Priest's anti-government proposals extend to private property rights and, specifically, takings. Any day he's expected to introduce the Montana Property Fairness Act. It would require the government to pay a landowner any time the state diminishes the value of property by any amount—by rejecting a development, like a subdivision, for example.
"If you're going to suggest that something is a public good then the public ought to pay for it," Priest says. "It's not reasonable to expect a small group of people—property holders or personal property holders—to bear those costs of a public good."
In 2004, 61 percent of Oregon voters enacted a similar law, Measure 37. It proved disastrous. By the end of 2007 the state had received 6,857 claims requesting $19.8 billion in compensation. That year 62 percent of Oregon voters overturned many of Measure 37's provisions.
"If they don't take somebody's property it won't cost them anything," Priest says of the potential cost of his proposal, which he says isn't modeled after Oregon's.
Hedges calls the idea "outrageous," "absurd" and "a lousy idea."
"Did you move into a house thinking what was around you would continue to be what's around you, or did you think someone was going to move in a pig farm?" she says. "That can happen under this, because government can't prohibit somebody from moving in a pig farm next to their house. They can't prohibit people from doing whatever they want.
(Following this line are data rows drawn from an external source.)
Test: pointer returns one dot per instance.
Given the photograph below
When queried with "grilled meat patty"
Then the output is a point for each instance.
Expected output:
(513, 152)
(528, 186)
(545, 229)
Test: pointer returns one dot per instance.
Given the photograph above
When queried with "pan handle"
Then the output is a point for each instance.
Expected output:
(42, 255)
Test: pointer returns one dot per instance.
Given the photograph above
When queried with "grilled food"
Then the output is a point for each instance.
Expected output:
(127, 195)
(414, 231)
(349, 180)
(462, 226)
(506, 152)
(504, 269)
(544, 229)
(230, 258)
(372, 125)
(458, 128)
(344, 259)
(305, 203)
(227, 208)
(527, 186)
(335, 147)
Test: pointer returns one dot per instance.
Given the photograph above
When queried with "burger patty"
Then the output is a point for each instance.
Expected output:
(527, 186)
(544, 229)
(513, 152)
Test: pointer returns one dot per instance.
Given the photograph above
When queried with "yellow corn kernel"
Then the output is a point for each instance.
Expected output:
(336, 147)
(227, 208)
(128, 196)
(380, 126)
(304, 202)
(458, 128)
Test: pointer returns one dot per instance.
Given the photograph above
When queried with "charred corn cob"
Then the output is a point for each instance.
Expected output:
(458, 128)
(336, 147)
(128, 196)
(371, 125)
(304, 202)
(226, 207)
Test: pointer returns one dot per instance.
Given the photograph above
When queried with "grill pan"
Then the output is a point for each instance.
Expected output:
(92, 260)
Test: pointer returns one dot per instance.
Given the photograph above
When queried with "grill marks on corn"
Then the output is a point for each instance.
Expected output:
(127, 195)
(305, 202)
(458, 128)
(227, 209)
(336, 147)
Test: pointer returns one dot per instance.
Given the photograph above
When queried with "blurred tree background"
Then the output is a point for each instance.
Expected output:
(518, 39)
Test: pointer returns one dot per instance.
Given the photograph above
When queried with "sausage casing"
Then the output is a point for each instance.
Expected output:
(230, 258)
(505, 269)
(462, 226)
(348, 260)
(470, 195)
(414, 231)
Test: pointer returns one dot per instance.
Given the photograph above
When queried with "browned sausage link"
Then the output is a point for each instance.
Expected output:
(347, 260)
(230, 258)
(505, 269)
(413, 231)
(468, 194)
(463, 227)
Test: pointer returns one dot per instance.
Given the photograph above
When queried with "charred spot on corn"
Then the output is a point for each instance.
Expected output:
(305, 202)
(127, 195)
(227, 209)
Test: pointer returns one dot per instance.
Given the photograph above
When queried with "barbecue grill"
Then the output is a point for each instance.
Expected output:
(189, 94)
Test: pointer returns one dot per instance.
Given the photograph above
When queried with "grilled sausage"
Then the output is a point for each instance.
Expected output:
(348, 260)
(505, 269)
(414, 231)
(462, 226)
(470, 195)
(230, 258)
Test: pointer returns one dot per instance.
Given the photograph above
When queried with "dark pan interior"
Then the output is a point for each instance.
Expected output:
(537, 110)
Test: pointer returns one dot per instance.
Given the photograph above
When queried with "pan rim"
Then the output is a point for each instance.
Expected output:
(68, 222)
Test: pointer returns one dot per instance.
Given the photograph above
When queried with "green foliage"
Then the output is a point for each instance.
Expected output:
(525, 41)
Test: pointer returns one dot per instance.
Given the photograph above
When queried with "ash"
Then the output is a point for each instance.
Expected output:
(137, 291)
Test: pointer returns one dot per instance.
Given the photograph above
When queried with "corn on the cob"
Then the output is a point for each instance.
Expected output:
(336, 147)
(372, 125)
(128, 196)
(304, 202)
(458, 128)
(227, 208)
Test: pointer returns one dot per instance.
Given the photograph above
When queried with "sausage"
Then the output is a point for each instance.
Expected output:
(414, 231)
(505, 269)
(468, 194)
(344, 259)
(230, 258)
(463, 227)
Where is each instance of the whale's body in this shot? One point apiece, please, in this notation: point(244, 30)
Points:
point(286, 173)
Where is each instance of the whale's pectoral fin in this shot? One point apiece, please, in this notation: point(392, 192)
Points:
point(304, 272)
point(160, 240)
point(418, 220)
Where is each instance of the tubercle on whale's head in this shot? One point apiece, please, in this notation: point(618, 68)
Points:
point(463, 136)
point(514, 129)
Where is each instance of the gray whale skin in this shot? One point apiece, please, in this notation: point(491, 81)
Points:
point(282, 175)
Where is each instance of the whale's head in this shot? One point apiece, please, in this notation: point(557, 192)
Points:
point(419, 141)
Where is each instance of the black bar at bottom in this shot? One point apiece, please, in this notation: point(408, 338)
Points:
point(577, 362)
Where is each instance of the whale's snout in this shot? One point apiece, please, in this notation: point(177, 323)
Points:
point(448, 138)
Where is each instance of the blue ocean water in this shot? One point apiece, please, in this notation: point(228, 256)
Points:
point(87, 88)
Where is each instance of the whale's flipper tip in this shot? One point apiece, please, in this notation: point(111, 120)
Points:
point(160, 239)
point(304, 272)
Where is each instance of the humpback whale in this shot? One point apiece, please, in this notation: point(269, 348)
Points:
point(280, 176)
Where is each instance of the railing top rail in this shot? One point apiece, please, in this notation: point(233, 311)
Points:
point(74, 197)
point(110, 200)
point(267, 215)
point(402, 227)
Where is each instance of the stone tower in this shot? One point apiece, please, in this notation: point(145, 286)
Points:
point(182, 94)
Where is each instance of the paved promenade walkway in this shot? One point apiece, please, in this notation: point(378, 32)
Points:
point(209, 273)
"Oregon voters," she adds, "thought the rhetoric sounded good: 'Government shouldn't interfere with the use of your property.' And then they learned what the reality was, and they went right back and they repealed it."
There are more bills that threaten the environment. One would repeal the voter-approved initiative that requires a statewide vote on proposed nuclear power plants. Another would allow local governments to amend or dissolve conservation easements. Yet another would overturn the citizen initiative banning cyanide heap leach mining. They add up to perhaps the most significant threat ever posed to Montana's environmental protections. But time is short. Only a week remains before the session's midpoint, Feb. 24, the day general bills swap from the chamber of origin to the other.
As the clock winds down, conservationists feel mixed emotions. Hedges, steadied by the perspective gleaned through working nine legislative sessions, is already looking to 2013 and beyond.
"The pendulum swings," Hedges says. "It does. And going too far in any direction is going to be corrected down the road. When you make radical changes it's not sustaining. It gets tempered over time...This is a little tiny blip on the overall political landscape.
"We'll be here longer than them," she adds. "We're going to outlive the bastards."
But for others it's more difficult to look past the immediate undercutting of safeguards that keep Montana "clean and healthful," and the crippling of the state's burgeoning renewable energy industry.
"This is where we're building jobs in Montana," MCV's Cobler says. "And we're doing it without damaging our natural resources. It's like killing the goose that lays the golden egg...It seems like the Legislature, or some actors within the Legislature, are not just trying to chip away at the edges [of Montana's environmental protections], but they're going for very basic, foundational pieces that make Montana what it is."